We present results of molecular dynamics simulations of fully hydrated DMPC bilayers performed on graphics processing units (GPUs) using current state-of-the-art non-polarizable force fields and a local GPU-enabled molecular dynamics code named FEN ZI. We treat the conditionally convergent electrostatic interaction energy exactly using the Particle Mesh Ewald method (PME) for solution of Poisson’s Equation for the electrostatic potential under periodic boundary conditions. We discuss elements of our implementation of the PME algorithm on GPUs as well as pertinent performance issues. We proceed to show results of simulations of extended lipid bilayer systems using our program, FEN ZI. We performed simulations of DMPC bilayer systems consisting of 17004, 68484 and 273936 atoms in explicit solvent. We present bilayer structural properties (atomic number densities, electron density profiles), deuterium order parameters (SCD), electrostatic properties (dipole potential, water dipole moments), and orientational properties of water. Predicted properties demonstrate excellent agreement with experiment and previous all-atom molecular dynamics simulations. We observe no statistically significant differences in calculated structural or electrostatic properties for different system sizes, suggesting the small bilayer simulations (less than 100 lipid molecules) provide equivalent representation of structural and electrostatic properties associated with significantly larger systems (over 1000 lipid molecules).
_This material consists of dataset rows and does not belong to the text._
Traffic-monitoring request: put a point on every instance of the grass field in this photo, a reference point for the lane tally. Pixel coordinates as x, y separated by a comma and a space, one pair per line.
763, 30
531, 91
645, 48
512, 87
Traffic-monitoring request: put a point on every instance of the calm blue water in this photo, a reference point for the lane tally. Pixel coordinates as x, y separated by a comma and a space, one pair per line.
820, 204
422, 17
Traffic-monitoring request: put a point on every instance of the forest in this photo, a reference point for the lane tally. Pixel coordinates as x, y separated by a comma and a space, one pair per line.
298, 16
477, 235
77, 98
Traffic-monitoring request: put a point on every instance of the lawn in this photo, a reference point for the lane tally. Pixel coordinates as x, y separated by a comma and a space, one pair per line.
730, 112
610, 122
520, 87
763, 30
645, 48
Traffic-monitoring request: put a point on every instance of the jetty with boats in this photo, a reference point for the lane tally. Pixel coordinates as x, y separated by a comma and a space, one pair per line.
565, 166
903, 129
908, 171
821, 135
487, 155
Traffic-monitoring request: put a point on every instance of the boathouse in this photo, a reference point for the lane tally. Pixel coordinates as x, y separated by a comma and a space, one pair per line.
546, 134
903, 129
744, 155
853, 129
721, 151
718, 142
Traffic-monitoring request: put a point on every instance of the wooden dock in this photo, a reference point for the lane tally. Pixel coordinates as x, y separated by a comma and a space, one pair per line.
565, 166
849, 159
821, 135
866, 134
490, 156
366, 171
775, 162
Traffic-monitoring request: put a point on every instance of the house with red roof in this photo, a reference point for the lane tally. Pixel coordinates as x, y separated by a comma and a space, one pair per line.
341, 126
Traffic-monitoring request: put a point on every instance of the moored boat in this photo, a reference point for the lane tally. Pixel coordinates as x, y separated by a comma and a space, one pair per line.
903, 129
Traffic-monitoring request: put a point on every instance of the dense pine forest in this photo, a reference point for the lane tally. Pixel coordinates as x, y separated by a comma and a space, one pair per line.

We stress that the three system size representations will have differences in other properties such as surface capillary wave dynamics or surface tension related effects that are not probed in the current study. The latter properties are inherently dependent on system size. This contribution suggests the suitability of applying emerging GPU technologies to studies of an important class of biological environments, that of lipid bilayers and their associated integral membrane proteins. We envision that this technology will push the boundaries of fully atomic-resolution modeling of these biological systems, thus enabling unprecedented exploration of meso-scale phenomena (mechanisms, kinetics, energetics) with atomic detail at commodity hardware prices.